9 Sexism (Several Seasons)

Sexism is rampant in the world at large, and the Big Brother house is not immune to it. While many if not most seasons have displayed some form of it, few instances were are overt as Jack Mathews' treatment of Kemi during season 21. His words and actions toward her were not only sexist, but also rude, racist, and derogatory, according to Deadline, sparking outrage among viewers.

During season 15, Frank Eudy was not only accused of making racist remarks, but he was called out by Da'Vonne for constantly slapping her backside. He was also accused of grabbing several women's stomachs in the house, according to Buzzfeed, and making rude comments about their weight.
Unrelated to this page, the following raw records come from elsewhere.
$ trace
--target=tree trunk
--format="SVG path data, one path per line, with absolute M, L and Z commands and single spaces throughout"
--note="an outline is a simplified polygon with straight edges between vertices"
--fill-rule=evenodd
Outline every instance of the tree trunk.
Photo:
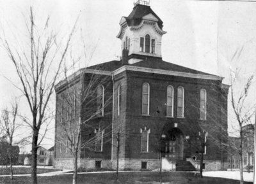
M 242 127 L 240 127 L 242 130 Z M 240 131 L 240 145 L 239 145 L 239 162 L 240 162 L 240 184 L 244 183 L 244 176 L 243 169 L 243 132 Z
M 200 177 L 203 178 L 203 162 L 204 162 L 204 153 L 201 153 L 201 157 L 200 157 Z
M 36 166 L 37 166 L 37 141 L 38 133 L 36 128 L 34 127 L 32 138 L 32 157 L 31 157 L 31 183 L 37 184 Z
M 250 153 L 248 153 L 248 173 L 250 173 Z
M 160 184 L 162 184 L 162 153 L 160 151 Z
M 76 184 L 77 180 L 77 150 L 75 151 L 73 159 L 74 173 L 72 178 L 72 184 Z
M 11 142 L 12 141 L 10 141 Z M 9 159 L 10 159 L 10 177 L 11 177 L 11 180 L 13 180 L 13 171 L 12 171 L 12 143 L 9 145 Z

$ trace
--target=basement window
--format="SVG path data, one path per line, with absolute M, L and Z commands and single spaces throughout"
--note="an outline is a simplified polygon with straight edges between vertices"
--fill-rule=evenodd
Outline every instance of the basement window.
M 95 161 L 95 168 L 96 169 L 101 168 L 101 160 L 96 160 Z
M 141 162 L 141 169 L 147 169 L 147 162 Z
8 Death Of A Loved One (Several Seasons)

There are very few instances when production will deliver a message to a cast member from home. Sadly, there have been several times when a houseguest received bad news while in the Big Brother house, often relating to the death of someone close to them.

While some of these players decided to leave the competition to be with their families, other remained in the house where houseguests rallied around them to show support and discuss the difficulty of dealing with loss. A few such cases included Cody in All-Stars season 22 and Derrick Levasseur and Frankie Grande of season 16, all of whom learned of the deaths of their grandfathers and were able to talk through their emotions with fellow houseguests.

7 World Politics, Religion, And Societal Issues (Season 22 All-Stars)

One of the most prophetic conversations ever to take place in the house was between Da'Vonne and Kaysar in season 22 All-Stars. It was such an important discussion, in fact, that production chose to air it on the live episode so even those who didn't subscribe to live feeds could listen in.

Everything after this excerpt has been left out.